Performed some awesome statistical methods using R. The dataset used is gapminder provided through r package.
git clone https://github.com/Onnamission/Statistics-using-R.git
NULL hypothesis means when the difference is 0 or negligible.
Probability of how correct is the NULL hypothesis. Value lies b/w 0 to 1.
Calculating mean, median, standard deviation and plotting some baisc graphs. Also did some data transformation.
Graphs
- Histogram
In the below graph, the histogram is right-skewed, so applied transformation in x-axis.
In the below graph, the data is normally distributed and thus forming a normal curve.
- Boxplot
- Scatter Plot
In the below graph, the scatter plot now looks more linear due to transformation applied on x-axis.
Used chi-square test to perform feature selection.
When a feature is independent, the observed count is close to the expected count and therefore the p-value will be more closer to 1.
If p-value is less than 0.05 we can reject NULL hypothesis.
Scens | Data |
---|---|
Observed | 28.801 |
Expected | 59.47444 |
T-test was conducted on a group of dataset i.e South Africa and Ireland.
The t-test showed that the difference between mean lifeExp b/w Ireland and South Africa is not 0. This means we can reject NULL hypothesis.
The p-value showed what is the probability of NULL hypothesis to be correct which was extremely close to 0. Therefore, we can reject NULL hypothesis.
Performed z-test on IQ levels of individual from cityA and cityB and compared there mean to know if there is any difference and if there is, is it by chance?
Conducted ANOVA test on the group of dataset i.e South Africa and Ireland to check the difference in mean and if is it by chance.
As per the results, p < 0.05
Therefore we can reject NULL hypothesis which means there is actually a difference in the mean of lifeExp.
Applying standardization and normalization in the column pop.
Normalization normlize the value between a range.
Standardization put the values on a same scale with no range limitation. Therefore, outliners won't get affected.
Still A/B testing should be applied to see which gives the best results because sometimes outliners can affect accuracy in woring way or sometimes not.
Correlation and Covariance are implemented.
Correlation states how variables are related.
In correlation, used 3 methods that are:
- Pearson
- Spearman
- Kendall
Covariance states how variables differ.
Correlation test was also implemeted to see if we got the result by chance.
Applied random sampling and took 10 random samples from the population with and without replacement.

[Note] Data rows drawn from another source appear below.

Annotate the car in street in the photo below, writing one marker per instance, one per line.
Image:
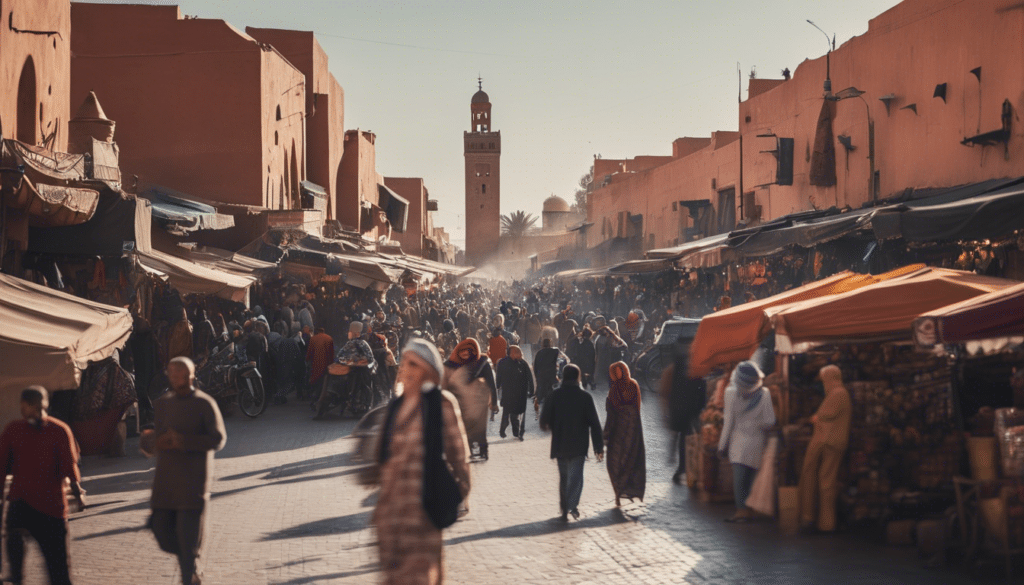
(652, 362)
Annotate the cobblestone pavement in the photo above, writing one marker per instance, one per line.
(286, 509)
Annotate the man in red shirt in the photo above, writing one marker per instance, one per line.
(40, 453)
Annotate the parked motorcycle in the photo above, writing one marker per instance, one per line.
(353, 388)
(228, 379)
(651, 363)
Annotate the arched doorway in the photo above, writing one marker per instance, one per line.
(27, 128)
(296, 196)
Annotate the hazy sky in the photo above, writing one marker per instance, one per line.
(567, 79)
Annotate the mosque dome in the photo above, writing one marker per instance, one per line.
(555, 204)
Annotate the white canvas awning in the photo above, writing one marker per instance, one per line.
(48, 337)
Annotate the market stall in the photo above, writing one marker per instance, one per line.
(731, 335)
(49, 337)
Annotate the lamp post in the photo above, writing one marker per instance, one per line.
(832, 46)
(854, 92)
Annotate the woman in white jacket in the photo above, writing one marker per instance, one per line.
(749, 415)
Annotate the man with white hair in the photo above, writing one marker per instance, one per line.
(39, 452)
(188, 429)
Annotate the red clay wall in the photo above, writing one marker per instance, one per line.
(416, 193)
(906, 51)
(50, 56)
(325, 105)
(196, 101)
(651, 193)
(357, 179)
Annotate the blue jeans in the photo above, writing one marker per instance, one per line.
(570, 482)
(742, 481)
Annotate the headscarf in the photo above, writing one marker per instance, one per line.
(625, 390)
(469, 343)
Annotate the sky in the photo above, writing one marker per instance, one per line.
(567, 80)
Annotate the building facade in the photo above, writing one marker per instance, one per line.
(35, 72)
(201, 107)
(916, 102)
(482, 148)
(325, 114)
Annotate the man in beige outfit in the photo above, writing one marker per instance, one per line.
(832, 434)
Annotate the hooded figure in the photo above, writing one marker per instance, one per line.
(469, 376)
(410, 543)
(515, 379)
(832, 434)
(749, 415)
(624, 435)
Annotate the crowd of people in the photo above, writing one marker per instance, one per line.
(444, 362)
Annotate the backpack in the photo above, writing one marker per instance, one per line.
(441, 496)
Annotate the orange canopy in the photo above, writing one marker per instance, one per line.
(884, 310)
(733, 334)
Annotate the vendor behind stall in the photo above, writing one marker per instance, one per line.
(832, 434)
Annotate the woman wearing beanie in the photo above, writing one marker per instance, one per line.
(624, 435)
(749, 415)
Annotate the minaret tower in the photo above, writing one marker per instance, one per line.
(482, 148)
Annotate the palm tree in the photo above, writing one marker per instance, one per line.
(517, 223)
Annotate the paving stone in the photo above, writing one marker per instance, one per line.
(287, 509)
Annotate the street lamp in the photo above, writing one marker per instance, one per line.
(854, 92)
(832, 47)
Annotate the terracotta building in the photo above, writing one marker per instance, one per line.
(916, 102)
(482, 148)
(325, 115)
(366, 205)
(201, 107)
(418, 239)
(35, 75)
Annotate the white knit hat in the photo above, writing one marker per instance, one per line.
(428, 352)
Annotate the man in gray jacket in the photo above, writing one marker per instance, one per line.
(188, 430)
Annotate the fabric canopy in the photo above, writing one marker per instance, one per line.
(991, 316)
(883, 310)
(180, 214)
(189, 278)
(983, 217)
(733, 334)
(805, 234)
(48, 337)
(120, 220)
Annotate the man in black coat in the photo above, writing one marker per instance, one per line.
(515, 381)
(569, 414)
(546, 365)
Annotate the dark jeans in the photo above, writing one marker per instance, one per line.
(518, 422)
(742, 481)
(49, 532)
(180, 533)
(570, 482)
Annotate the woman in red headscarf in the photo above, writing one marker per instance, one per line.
(468, 375)
(627, 459)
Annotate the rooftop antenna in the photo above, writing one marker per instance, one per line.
(832, 47)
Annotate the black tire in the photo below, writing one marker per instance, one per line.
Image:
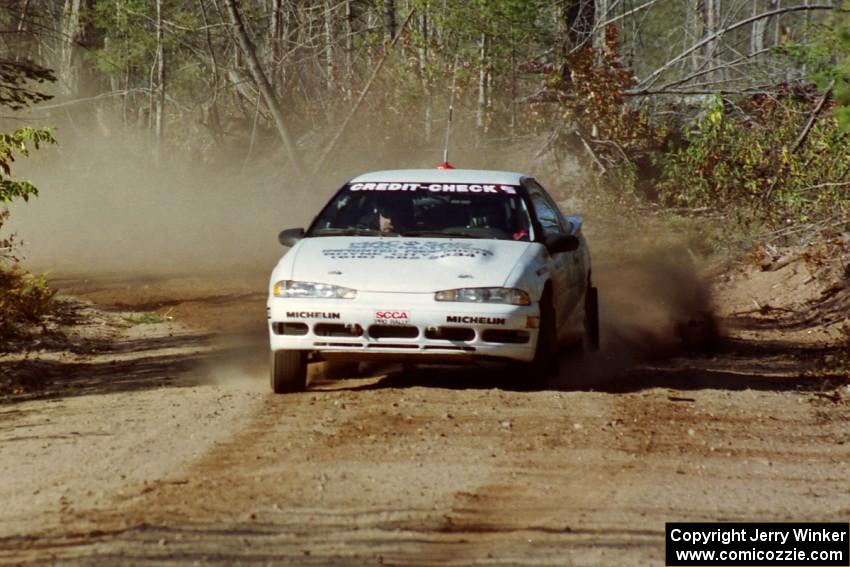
(591, 320)
(288, 371)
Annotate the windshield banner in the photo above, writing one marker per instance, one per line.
(436, 188)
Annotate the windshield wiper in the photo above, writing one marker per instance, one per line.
(347, 232)
(439, 234)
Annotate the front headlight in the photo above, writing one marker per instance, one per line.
(508, 295)
(293, 289)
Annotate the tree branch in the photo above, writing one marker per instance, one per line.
(811, 122)
(655, 74)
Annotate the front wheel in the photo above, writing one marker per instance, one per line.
(288, 371)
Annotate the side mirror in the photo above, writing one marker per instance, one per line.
(562, 243)
(290, 236)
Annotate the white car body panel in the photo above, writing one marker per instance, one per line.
(396, 278)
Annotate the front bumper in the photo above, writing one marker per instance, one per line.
(405, 326)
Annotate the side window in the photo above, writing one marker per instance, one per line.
(547, 213)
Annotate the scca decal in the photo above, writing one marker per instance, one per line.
(436, 187)
(391, 315)
(312, 315)
(475, 320)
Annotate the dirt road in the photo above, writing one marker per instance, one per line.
(160, 442)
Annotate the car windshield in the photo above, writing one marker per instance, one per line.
(440, 210)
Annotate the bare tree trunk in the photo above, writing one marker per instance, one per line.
(423, 73)
(758, 31)
(389, 18)
(694, 29)
(160, 85)
(79, 35)
(329, 56)
(482, 83)
(262, 82)
(578, 19)
(275, 36)
(712, 26)
(602, 15)
(349, 48)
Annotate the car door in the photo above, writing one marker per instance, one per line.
(552, 223)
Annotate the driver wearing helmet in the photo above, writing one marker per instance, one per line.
(394, 215)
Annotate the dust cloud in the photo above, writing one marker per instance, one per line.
(107, 208)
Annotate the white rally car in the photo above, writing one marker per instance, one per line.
(432, 266)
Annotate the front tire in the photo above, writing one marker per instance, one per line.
(288, 371)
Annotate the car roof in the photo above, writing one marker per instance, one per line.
(441, 176)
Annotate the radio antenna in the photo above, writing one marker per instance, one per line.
(445, 164)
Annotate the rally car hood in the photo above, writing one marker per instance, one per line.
(404, 264)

With replacement means allowing dupicate values.
Without replacement means not allowing duplicate values.
Implemented bootstrapping.
The new dataset created using sampling with replacement so that it has the same number of values as the original dataset is called Bootstrap dataset.
Process of creating bootstrap dataset, then calculating mean (or median or standard deviation or regression weights) and keeping track of those records is called Bootstrapping.
Bootstrap samples (or replication) is the new number line where we add the data from the previous number line.
The dashed line in the above graph is the original r-squared value.
The histogram showed what will be the result if we test regression multiple times on a random sample from the population measured by r-squared having same dependent and independent variable as testing regression multiple test is like doing hit and trial method which is very time consuming.
The 95% confidence interval is between 0.2520 to 0.4219 as per BCA type interval. This does not cover 0 and therefore is we can reject NULL hypothesis.
Bootstrapping confidence interval types:
- Normal bootstrap = Using the standard deviation for calculation of CI.
- Basic bootstrap = Using percentile to calculate upper and lower limit of test statistic.
- Percentile bootstrap = Using quantiles eg 2.5%, 5% etc. to calculate the CI.
- Bias Corrected Accelerated (BCa) = Using percentile limits with bias correction and estimate acceleration coefficient corrects the limit and find the CI.
Implemented binomial distribution.
It is used when there are 2 mutually exclusive outcomes.
In this case, suppose there are 30 patients out of which may be 5 (we don't know which 5) are COVID19 positive and remaining are COVID19 negative patients.
We need to find probability of COVID19 positive patients.
For this task, dbinom() function has been used as it specifies probability density and the 5 patients are choosed using random sampling.